A google search of “naming practices” or “naming conventions” will return thousands of articles explaining how our ancestors named their children, and many will carry a “not all parents followed these conventions” disclaimer. I know this because I have been trying for years – without success – to figure out how my great-grandparents came up with the names of their daughters.

Carroll Allen Cooper and Sarah Malona (Lona) Smith, the parents of my paternal grandmother, had 12 children. Their first, a son named Albert Troy, was followed by 11 daughters: Neta Paralee, Eura Ethel, Lena Vergie, Lester, Audie Meeker, Dexter Mae, Lissie Taquoy, Dessie Audaline, Bessie Edith, Mildred Nellie, and Faye Hester, all born over a period of 19 years. As a child I was fascinated by the “Cooper Sisters” and would grill my grandmother about the history behind the names. “Why do you and Dexter and Lester have boys’ names? Did your dad wish you were boys?” “Where did ‘Taquoy’ come from?” “Why did they call you Audie Meeker? Did your parents know someone named Meeker?” She didn’t know the answer to any of my questions.
Carroll and Lona didn’t follow the ‘standard’ naming convention, which varies but typically looks something like this:
The first daughter is named after the maternal grandmother (in this case, Cynthia); the second is named after the paternal grandmother (Nancy); the third is named after the mother (Sarah Malona); the fourth is named after the mother’s oldest sister (Lona didn’t have one) or maternal grandmother (Lucinda Jane); the fifth is named after the father’s oldest sister (Malinda Ellen) or maternal grandmother (Elizabeth); and other daughters were named after a favorite sister or friend.
The argument could be made that Lena, the third daughter, is a variant of Lona, the mother’s nickname. Beyond that, none of these ‘rules’ apply. Nor do the names match those of any close relatives, and none of the cousins I’ve asked over the years were able to provide any insight. A search of census records from Searcy County, Arkansas (where the family lived until about 1903) and Muskogee County, Oklahoma (where they settled after that) don’t reveal friends or neighbors who may have inspired the girls’ names, although I did learn that Audie is not a boy’s name after all.

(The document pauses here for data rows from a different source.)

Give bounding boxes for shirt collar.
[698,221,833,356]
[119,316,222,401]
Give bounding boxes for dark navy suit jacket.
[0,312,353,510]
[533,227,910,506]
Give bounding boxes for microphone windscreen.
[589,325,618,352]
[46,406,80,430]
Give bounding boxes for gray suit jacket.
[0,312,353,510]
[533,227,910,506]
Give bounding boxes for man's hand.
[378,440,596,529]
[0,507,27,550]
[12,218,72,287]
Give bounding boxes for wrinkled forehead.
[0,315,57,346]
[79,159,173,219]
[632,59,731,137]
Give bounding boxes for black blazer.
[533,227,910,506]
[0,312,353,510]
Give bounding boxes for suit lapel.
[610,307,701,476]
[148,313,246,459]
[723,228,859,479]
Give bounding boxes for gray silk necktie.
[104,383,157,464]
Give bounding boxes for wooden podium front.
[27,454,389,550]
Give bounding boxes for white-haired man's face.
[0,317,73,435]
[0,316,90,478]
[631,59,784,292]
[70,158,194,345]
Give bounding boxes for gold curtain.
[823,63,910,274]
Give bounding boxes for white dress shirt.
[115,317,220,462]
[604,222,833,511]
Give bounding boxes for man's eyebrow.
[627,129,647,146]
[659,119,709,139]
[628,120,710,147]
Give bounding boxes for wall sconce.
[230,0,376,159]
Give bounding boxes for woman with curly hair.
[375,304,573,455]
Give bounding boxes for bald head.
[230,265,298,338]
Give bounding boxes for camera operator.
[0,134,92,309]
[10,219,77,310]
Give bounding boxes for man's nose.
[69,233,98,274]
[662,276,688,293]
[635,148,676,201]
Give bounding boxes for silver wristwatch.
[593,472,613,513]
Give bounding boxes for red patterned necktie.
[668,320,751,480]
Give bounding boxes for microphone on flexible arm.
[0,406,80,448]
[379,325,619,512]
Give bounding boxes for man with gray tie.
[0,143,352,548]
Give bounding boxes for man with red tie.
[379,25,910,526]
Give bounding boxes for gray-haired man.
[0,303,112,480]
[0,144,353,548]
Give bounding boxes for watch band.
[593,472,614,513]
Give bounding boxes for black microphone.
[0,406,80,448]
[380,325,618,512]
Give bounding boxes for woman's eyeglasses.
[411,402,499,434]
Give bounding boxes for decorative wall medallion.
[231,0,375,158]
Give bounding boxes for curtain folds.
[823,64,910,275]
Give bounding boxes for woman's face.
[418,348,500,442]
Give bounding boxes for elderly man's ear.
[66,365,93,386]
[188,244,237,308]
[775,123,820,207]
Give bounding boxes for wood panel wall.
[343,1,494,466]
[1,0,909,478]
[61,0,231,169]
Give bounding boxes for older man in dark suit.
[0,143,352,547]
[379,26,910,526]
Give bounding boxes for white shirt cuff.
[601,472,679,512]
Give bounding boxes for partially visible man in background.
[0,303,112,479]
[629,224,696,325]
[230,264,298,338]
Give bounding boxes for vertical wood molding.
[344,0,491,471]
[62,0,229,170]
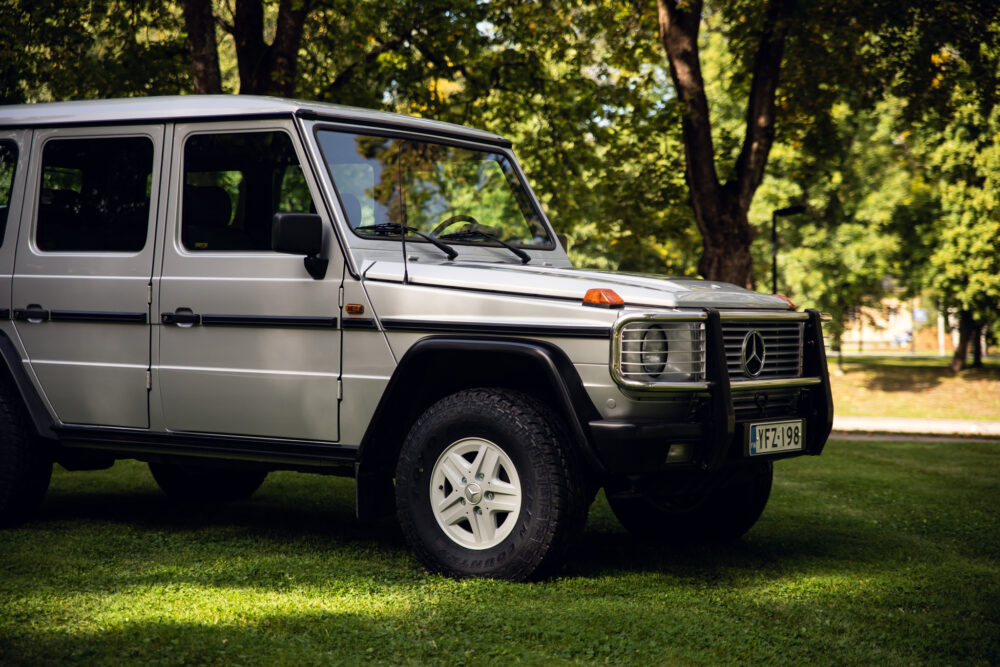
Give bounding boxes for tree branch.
[733,0,793,210]
[180,0,222,94]
[657,0,723,228]
[327,32,413,95]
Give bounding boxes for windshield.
[316,130,552,249]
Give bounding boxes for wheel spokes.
[429,437,523,550]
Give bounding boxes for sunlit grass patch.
[829,355,1000,419]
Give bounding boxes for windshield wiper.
[438,229,531,264]
[355,223,457,261]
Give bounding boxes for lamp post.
[771,205,806,294]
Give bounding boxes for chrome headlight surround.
[612,313,708,391]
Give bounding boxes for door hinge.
[338,286,344,308]
[146,284,152,305]
[337,378,343,401]
[145,370,152,390]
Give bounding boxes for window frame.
[178,127,320,254]
[31,128,161,256]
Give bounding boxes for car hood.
[362,261,791,310]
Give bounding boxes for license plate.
[747,419,804,456]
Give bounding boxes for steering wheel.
[430,214,481,237]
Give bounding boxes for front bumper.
[588,309,833,475]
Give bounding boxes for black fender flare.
[354,336,605,520]
[0,329,56,439]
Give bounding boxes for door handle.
[13,305,50,323]
[161,309,201,326]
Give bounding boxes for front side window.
[182,131,315,251]
[36,136,153,252]
[0,140,18,246]
[317,131,552,249]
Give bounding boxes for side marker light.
[345,304,365,315]
[583,288,625,308]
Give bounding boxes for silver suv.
[0,97,832,580]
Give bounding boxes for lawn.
[829,354,1000,420]
[2,439,998,665]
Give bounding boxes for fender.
[354,336,605,521]
[0,329,56,439]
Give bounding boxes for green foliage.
[0,0,191,103]
[917,96,1000,326]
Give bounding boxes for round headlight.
[641,325,668,376]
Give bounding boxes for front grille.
[723,321,803,382]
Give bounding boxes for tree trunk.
[697,193,755,285]
[657,0,792,288]
[232,0,309,97]
[950,310,975,371]
[971,322,984,368]
[181,0,223,94]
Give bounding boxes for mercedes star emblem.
[741,330,766,377]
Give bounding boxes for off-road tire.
[148,463,268,503]
[0,384,52,527]
[395,388,589,581]
[608,461,773,543]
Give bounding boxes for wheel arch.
[354,336,603,521]
[0,329,56,440]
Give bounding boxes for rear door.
[155,121,342,441]
[11,125,163,428]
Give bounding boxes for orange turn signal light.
[345,303,365,315]
[773,294,796,310]
[583,288,624,308]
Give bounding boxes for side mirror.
[272,212,328,279]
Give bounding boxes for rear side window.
[0,141,17,246]
[36,136,153,252]
[182,131,315,252]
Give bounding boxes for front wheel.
[395,389,588,580]
[149,463,268,503]
[608,461,773,544]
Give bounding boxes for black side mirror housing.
[272,213,327,279]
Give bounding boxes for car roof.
[0,95,511,147]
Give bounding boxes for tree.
[656,0,794,287]
[0,0,190,103]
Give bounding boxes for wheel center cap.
[465,483,483,504]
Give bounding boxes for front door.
[155,121,342,441]
[11,125,163,428]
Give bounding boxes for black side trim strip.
[201,314,338,328]
[13,308,49,321]
[341,317,379,330]
[50,310,148,324]
[380,318,611,339]
[53,425,358,467]
[0,309,9,319]
[160,312,338,328]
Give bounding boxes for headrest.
[183,185,232,229]
[340,192,362,228]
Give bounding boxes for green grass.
[2,440,999,665]
[829,354,1000,420]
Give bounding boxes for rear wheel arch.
[354,336,603,520]
[0,330,56,440]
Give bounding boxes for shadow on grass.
[27,476,919,586]
[33,481,407,552]
[855,366,946,392]
[840,358,1000,393]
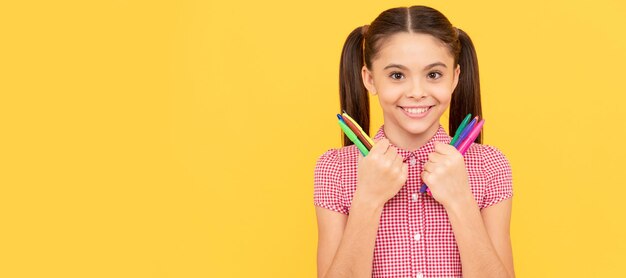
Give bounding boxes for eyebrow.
[383,62,447,71]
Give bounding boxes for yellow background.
[1,0,625,277]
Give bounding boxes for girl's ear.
[361,65,377,96]
[452,64,461,91]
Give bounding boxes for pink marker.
[457,119,485,154]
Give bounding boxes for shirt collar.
[372,124,452,162]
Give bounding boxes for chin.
[399,120,436,135]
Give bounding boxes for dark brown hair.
[339,5,482,146]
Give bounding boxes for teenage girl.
[314,6,514,278]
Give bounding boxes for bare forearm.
[323,196,383,278]
[445,197,512,278]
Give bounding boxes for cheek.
[428,85,453,104]
[377,84,405,104]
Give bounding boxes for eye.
[428,71,443,79]
[389,72,405,80]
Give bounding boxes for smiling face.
[362,32,461,150]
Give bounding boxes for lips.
[399,105,434,115]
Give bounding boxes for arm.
[315,195,384,278]
[422,142,514,277]
[482,198,515,277]
[444,196,515,278]
[314,139,407,278]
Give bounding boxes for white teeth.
[403,106,430,114]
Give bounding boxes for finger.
[423,161,434,173]
[434,141,456,154]
[391,150,404,167]
[400,162,408,180]
[421,171,430,183]
[382,140,394,155]
[370,138,390,156]
[391,156,407,181]
[385,145,399,161]
[427,152,444,163]
[396,149,406,164]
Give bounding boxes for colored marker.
[337,114,369,156]
[340,113,373,150]
[457,119,485,154]
[453,116,478,148]
[450,114,472,146]
[420,114,484,194]
[342,111,375,147]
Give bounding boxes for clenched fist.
[354,138,408,206]
[421,141,473,208]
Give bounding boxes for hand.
[354,138,408,206]
[421,141,473,208]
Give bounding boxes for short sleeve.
[480,145,513,209]
[313,149,348,215]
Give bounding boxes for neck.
[383,122,440,151]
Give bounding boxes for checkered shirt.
[314,124,513,278]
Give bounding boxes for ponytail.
[339,26,370,147]
[449,28,483,144]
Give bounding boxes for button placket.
[404,152,422,275]
[409,153,420,204]
[415,154,427,278]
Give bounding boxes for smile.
[399,105,434,118]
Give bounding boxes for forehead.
[372,32,455,70]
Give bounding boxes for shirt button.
[410,158,417,166]
[414,233,421,241]
[416,272,424,278]
[411,193,418,202]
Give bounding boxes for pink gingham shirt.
[314,124,513,278]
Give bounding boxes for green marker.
[338,116,369,156]
[342,111,375,146]
[450,113,472,146]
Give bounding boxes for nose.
[405,80,426,99]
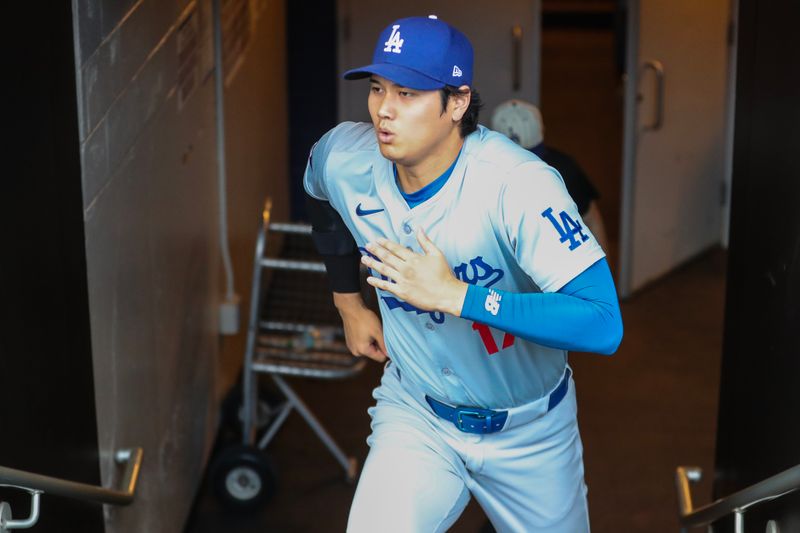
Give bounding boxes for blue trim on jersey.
[394,148,462,208]
[460,258,623,355]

The Cooper Sisters were all in their 50s and 60s when I was born. By that time most of them had migrated to California and several lived in Taft, where I would spend summers with my grandparents. They were amazing women and spending an hour with them was like stepping back in time–they made lye soap and dipped snuff and talked about killing chickens with their bare hands. I once asked my grandparents about moving from Oklahoma to California during the Dust Bowl; my grandfather said it was terrible, and Grandma disagreed. “People starved to death,” he said. She replied with “Well, we didn’t.” She and her sisters seemed to be born with an innate sense of acceptance that whatever happened was meant to be, that suffering is part of life, and that you just “make do.”
As a group, they were hilarious. When several of them got together the stories would flow and the volume would go up. My Grandma was in many ways exactly what you would expect a grandmother to be – she spent most of her time in the kitchen, didn’t swear (when she was really frustrated she would say “Ah, shhttt” — apparently it’s not a swear word if it doesn’t have a vowel), and never missed church or her soap operas (she called them ‘stories’). But she always seemed lighter when she was with her sisters, as if it was the only time she could really be herself.
My grandmother had a picture, taken in the 1920’s, of several of the sisters standing in a row, arranged from the shortest to the tallest. She once explained to me that when she was 16 years old she got a job cleaning house for a local family. The first pay she received was spent on hats for her sisters; the photo was taken that day. Seventy years later she was able to remember the color of each hat and why she chose it for that sister. It’s a wonderful photo, but it’s the story behind it – the love that she obviously felt for each one of those amazing women – that makes it my favorite picture of the family.
All of this has nothing to do with how they got their names, but writing it makes me realize that the name doesn’t matter. It’s their collective courage, resilience, humor, and faith that makes them such an important part of my own story. I’d like to think that I inherited some of those qualities, and certainly wish I had more of them.
But I’d still pay money to find out where they came up with “Taquoy.”